Much of the contention centered on a House of Delegates bill – backed by Gov. Robert L. Ehrlich Jr. and co-sponsored by over 40 delegates – which would add 10 additional crimes to the list of those in which intimidating a witness or a victim is a already a felony.
Among the crimes the bill would add are second-degree assault, certain types of sexual assault, incest, child abuse, and conspiracy to commit violent crimes or felony drug crimes. The Legislature passed a heavily-amended bill last year to make intimidation in cases involving violent crimes and felony drug crimes a felony with a maximum penalty of 20 years in prison.
Baltimore City State’s Attorney Patricia C. Jessamy told the House Judiciary Committee that adding those crimes to the list would likely help stop intimidation in situations where it is perhaps less noticeable than in cases involving drug and violent crimes.
“Oftentimes, it’s the most subtle forms of intimidation that thwart justice,” she said. “The conspiracy of silence is a serious threat to public safety.”
Delegate Luiz R. S. Simmons, D-Montgomery, questioned that reasoning, saying that last year’s bill was passed solely on the basis of numerical evidence of intimidation by gangs.
“There seems to be a little amnesia in the room right now,” he said. “Where is the evidence as opposed to the anecdotes?”
Alan Friedman, the governor’s director of legislative relations, called witness intimidation “a scourge on our judicial system,” and said that it can occur in situations other than those that are highly publicized.
“The people who engage in the type of intimidation we are discussing don’t spray paint their message on the sides of buildings. They don’t make DVDs,” Friedman said referring to the bootleg “Stop Snitching” DVDs that have become popular in Baltimore and other cities.
Delegate Robert A. Zirkin, D-Baltimore County, asked if including these crimes, some of which are misdemeanors, meant that eventually intimidation would become a felony in all cases.
“Should we just put the entire criminal code under this bill?” he asked Jessamy in a tense exchange. “You’re elevating intimidation to a crime over the crime itself.”
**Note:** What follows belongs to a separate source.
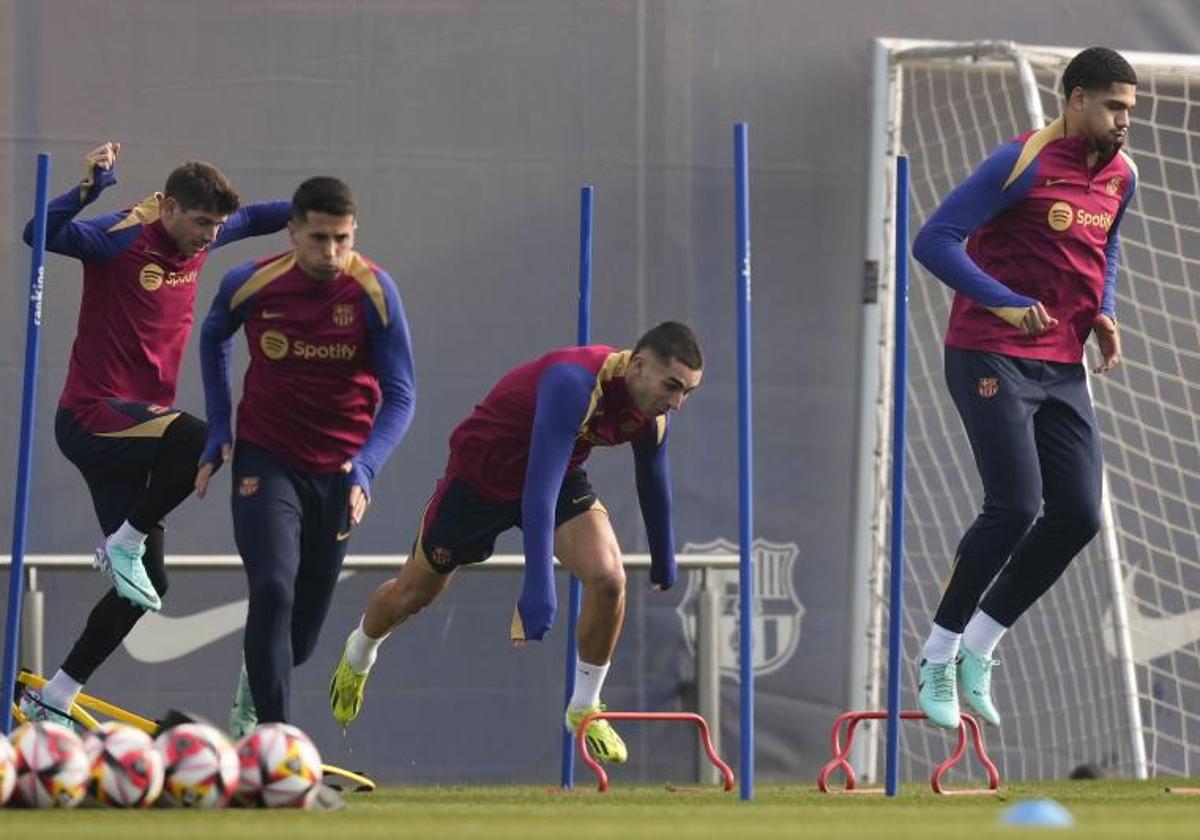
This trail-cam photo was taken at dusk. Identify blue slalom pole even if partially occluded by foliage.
[562,186,594,787]
[0,155,50,734]
[733,122,754,800]
[886,155,908,797]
Jessamy responded that intimidation should not be a felony in all cases, but that the existing law simply does not go far enough.
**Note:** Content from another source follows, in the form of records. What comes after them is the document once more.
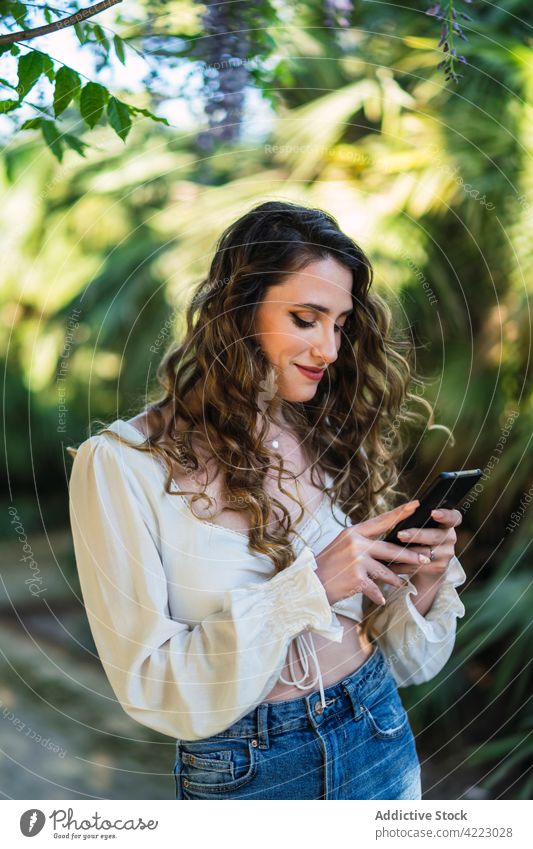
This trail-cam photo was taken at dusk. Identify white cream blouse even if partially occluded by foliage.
[69,419,466,740]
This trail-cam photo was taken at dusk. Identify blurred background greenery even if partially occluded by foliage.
[0,0,533,799]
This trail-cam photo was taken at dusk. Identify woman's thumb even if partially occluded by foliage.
[357,499,420,537]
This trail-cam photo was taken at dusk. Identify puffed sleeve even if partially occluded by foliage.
[366,556,466,687]
[69,434,343,740]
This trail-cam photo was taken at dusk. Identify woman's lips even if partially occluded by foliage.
[294,363,325,382]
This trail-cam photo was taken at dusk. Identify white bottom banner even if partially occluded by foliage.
[0,800,533,849]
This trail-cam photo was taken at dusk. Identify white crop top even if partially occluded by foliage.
[69,419,466,740]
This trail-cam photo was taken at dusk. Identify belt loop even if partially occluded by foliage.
[257,702,269,749]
“I had indicated that I thought the legislation that was passed last year was insufficient,” she said.
The committee also considered two bills which would restrict electronic access to the personal information of criminal witnesses and victims contained in court records.
Antonio Gioia of the Baltimore City State’s Attorney’s Office criticized the state Court of Appeals’ current rule on access to electronic records, which allows for subscribers under the Internet’s “cloak of anonymity” to view full records for a monthly fee.
“The rule pays short shrift to the victims and witnesses of crime,” he said. “It almost goes so far as to victimize them twice.”
Under current practice, a witness or victim must ask for their information to be shielded and have their request approved by a judge.
Friedman said that the Maryland Judiciary has offered to remove electronic access to information like phone numbers and addresses, but not the names of witnesses or victims included in charging documents or other court files. Both bills as written would remove the names as well.
Carol D. Melamed, vice president of government affairs for The Washington Post, said that removing the names would shut off the courts from the public. “Public identities is a core part of our open system of justice,” she said.